# tips wanted on France



## telll (Jun 15, 2008)

Considering souther france over Xmas/New Year, any tips appreciated ?

Terry


----------



## averhamdave (May 21, 2005)

Take a coat and scarf. Don't expect to find many sites open so do your research well before you set off. You'll find Aires open but hardly the place to spend Christmas I'd suggest.

Or ditch the coat and scarf and go to Spain!


----------



## smithies (Jul 1, 2007)

*Winter in France*

Have to agree head south for the sun in Spain.


----------



## JollyJack (Aug 14, 2005)

*Winter in France*

propane not butane


----------



## dragonfly (Mar 10, 2007)

Depending on where you are headed, Parc Verger in the Limousin is a safe bet - English owners, big hard standings, and open all year.

Dragonfly


----------



## hmh (Jun 25, 2008)

*Xmas S. of France*

Around Nice should be reasonably warm, but don't know sites there.


----------



## Rapide561 (Oct 1, 2005)

*France*

Hi

This site might be of some assistance in finding campsites in France

www.campingqualite.com

Russell


----------



## 101405 (Oct 15, 2006)

It can be sunny but cold with wind chill of -10 . Nice has been known to have snow. not really for winter touring as the French will be in bed at 7?


----------



## 109353 (Jan 20, 2008)

*france*

has anyone spent xmas at disneyland with kids in motorhome? considering going but not too sure after spending the last 4 days in dumfries with the weather we've had just now, if it turned when over there we may be spending a much longer time than anticipated.

william


----------



## Suenliam (Mar 22, 2006)

Bad timing william. Whitesands flooded this morning.

I seem to remember the sun shining a couple of months ago.

Sue
Dumfries


----------



## rosmic (Oct 9, 2005)

Camping Rouissillon in Argeles, right on the beach and only takes motorhomes in the winter at 10Euros a night. Rosmic


----------



## teemyob (Nov 22, 2005)

*France*

Hello,

If you want to travel a lot more miles, run a much higher risk of getting mugged for the sake of a couple of degrees warmer temperatures (no guarentee of that either) then do as some of the other responders have suggested and travel to Spain.

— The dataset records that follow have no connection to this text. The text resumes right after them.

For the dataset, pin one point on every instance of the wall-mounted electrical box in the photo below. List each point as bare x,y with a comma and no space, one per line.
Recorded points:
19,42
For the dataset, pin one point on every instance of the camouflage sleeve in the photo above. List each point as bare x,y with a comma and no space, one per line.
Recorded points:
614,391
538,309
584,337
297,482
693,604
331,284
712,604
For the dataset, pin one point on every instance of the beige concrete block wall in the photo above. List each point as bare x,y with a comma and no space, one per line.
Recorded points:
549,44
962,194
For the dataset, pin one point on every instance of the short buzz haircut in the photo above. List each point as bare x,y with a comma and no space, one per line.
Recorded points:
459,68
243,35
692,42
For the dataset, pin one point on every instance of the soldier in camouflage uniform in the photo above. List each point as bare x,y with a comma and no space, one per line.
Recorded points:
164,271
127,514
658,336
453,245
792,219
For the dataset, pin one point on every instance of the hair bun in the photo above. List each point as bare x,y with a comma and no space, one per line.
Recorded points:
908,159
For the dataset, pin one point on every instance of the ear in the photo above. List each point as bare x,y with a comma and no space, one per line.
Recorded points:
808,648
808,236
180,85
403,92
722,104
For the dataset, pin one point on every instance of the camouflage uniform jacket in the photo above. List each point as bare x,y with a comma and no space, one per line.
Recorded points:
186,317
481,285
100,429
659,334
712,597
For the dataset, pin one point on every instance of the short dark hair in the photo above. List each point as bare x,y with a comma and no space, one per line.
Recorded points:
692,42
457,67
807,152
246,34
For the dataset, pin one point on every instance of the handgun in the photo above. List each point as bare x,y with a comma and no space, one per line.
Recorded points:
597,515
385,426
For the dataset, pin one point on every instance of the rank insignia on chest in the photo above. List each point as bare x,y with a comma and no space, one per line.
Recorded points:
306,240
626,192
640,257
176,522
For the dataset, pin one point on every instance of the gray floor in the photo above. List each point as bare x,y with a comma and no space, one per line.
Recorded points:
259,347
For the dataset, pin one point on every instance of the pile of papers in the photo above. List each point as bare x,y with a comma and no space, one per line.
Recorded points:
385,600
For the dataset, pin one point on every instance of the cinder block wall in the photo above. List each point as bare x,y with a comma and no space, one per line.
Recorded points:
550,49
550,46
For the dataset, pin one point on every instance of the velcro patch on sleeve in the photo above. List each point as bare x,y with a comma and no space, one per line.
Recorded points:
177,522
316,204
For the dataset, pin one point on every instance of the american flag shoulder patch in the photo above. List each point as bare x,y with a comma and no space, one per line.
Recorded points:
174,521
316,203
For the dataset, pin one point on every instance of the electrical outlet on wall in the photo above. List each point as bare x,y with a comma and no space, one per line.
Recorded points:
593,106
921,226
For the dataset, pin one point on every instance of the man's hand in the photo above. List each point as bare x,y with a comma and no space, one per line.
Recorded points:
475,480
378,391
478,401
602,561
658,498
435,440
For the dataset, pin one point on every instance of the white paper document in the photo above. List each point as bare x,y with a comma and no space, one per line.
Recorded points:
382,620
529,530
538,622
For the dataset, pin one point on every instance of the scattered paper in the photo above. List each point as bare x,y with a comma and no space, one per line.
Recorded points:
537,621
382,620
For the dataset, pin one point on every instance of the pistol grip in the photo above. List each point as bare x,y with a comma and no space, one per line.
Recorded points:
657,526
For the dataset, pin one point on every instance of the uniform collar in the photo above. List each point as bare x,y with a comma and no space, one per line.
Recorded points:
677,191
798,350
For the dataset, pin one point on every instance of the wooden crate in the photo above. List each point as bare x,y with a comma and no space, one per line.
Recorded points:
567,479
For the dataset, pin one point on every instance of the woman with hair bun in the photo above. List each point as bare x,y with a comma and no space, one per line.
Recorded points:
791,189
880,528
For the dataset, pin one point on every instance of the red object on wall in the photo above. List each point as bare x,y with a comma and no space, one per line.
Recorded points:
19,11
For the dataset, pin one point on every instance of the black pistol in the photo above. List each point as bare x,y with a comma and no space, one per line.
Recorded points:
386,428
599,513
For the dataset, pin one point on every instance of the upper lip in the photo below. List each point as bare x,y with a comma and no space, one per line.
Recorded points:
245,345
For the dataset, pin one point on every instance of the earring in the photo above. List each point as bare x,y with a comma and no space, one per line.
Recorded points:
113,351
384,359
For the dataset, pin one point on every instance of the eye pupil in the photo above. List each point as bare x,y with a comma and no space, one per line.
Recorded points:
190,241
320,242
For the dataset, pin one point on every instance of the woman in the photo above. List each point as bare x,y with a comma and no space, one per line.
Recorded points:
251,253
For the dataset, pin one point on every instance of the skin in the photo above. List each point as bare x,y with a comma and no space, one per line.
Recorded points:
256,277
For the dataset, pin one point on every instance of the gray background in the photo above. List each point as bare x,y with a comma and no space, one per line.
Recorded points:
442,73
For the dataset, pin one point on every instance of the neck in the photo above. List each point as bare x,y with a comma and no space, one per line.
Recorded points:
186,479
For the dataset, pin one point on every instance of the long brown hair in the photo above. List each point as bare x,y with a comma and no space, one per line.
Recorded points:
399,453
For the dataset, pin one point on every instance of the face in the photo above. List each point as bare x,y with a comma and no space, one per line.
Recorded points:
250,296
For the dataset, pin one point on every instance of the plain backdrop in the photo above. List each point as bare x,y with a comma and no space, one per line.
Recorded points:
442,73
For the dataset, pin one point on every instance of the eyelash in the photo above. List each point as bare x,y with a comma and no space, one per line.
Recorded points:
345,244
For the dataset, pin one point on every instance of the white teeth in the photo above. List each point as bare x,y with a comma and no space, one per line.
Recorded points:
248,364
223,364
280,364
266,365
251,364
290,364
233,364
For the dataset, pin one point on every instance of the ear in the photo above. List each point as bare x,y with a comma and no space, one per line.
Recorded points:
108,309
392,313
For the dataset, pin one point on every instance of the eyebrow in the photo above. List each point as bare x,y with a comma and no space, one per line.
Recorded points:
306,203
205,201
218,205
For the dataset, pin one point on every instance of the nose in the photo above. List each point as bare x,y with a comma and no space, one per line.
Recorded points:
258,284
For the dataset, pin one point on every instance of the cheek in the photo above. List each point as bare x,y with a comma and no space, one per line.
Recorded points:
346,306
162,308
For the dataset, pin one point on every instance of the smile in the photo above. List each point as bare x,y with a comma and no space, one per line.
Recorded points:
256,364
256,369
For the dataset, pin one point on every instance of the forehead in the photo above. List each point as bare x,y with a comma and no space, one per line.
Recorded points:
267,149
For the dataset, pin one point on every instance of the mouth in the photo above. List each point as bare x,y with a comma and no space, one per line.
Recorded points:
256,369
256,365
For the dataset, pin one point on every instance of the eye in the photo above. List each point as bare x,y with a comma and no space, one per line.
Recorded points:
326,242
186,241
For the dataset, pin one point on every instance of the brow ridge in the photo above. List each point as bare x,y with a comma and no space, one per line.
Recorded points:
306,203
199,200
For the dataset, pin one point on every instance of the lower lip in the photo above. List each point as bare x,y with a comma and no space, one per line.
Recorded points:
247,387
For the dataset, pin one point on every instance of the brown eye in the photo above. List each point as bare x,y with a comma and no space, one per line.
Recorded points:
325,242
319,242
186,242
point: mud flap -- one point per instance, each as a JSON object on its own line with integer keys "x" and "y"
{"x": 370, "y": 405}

If on the other hand you want to try Southern France in winter, which can be nice and mild, give the French Riviera or better still the Cote D'Azur a try, who knows you could even call in at the Apls en-route.

I did do a short write up on hear somewhere but cannot find it.

There will be a fair bit going on as it is Christmas and New Year. For example there may be a Skating Rink and market at Port Grimaud, but doubt you will find MS Minogue Sunbathing on the Beach. And contrary to popular belief, French People do actualy work and live many regions of France!, so it will not be totaly deserted.

If you need any help, send me a PM.

Here is an example of what you can find open

http://www.lescigales.com/

Trev.


----------



## teemyob (Nov 22, 2005)

*Grimaud*

December in a Small Village


----------



## 108352 (Nov 19, 2007)

*It won't be warm!*

If you have heating the temperature will be no problem. I love the aire at Duilhac sous Peyrepetuse ( 42.86245, 2.56775 ) and unlike summertime, finding a space won't be a bunfight. Get a bottle (or three) of Maury Gold from the cave in Cucugnan (or the one in Maury which is more likely to be open at that time of year) and just relax.


----------



## teensvan (May 9, 2005)

Hi.

There will not be many if any sites open in winter. There are lots of aires open about 95% but some may have the water turned off. It is very windy around the Perpignan/Narbonne area and there are no campsites or aires near Marseille. If you want to keep warm then you will have to get down or past Benidorm where we are. It can still get very cold at night with some frost along the spanish coast or inland down as far as Moncofa.

steve & ann. ------------------- teensvan


----------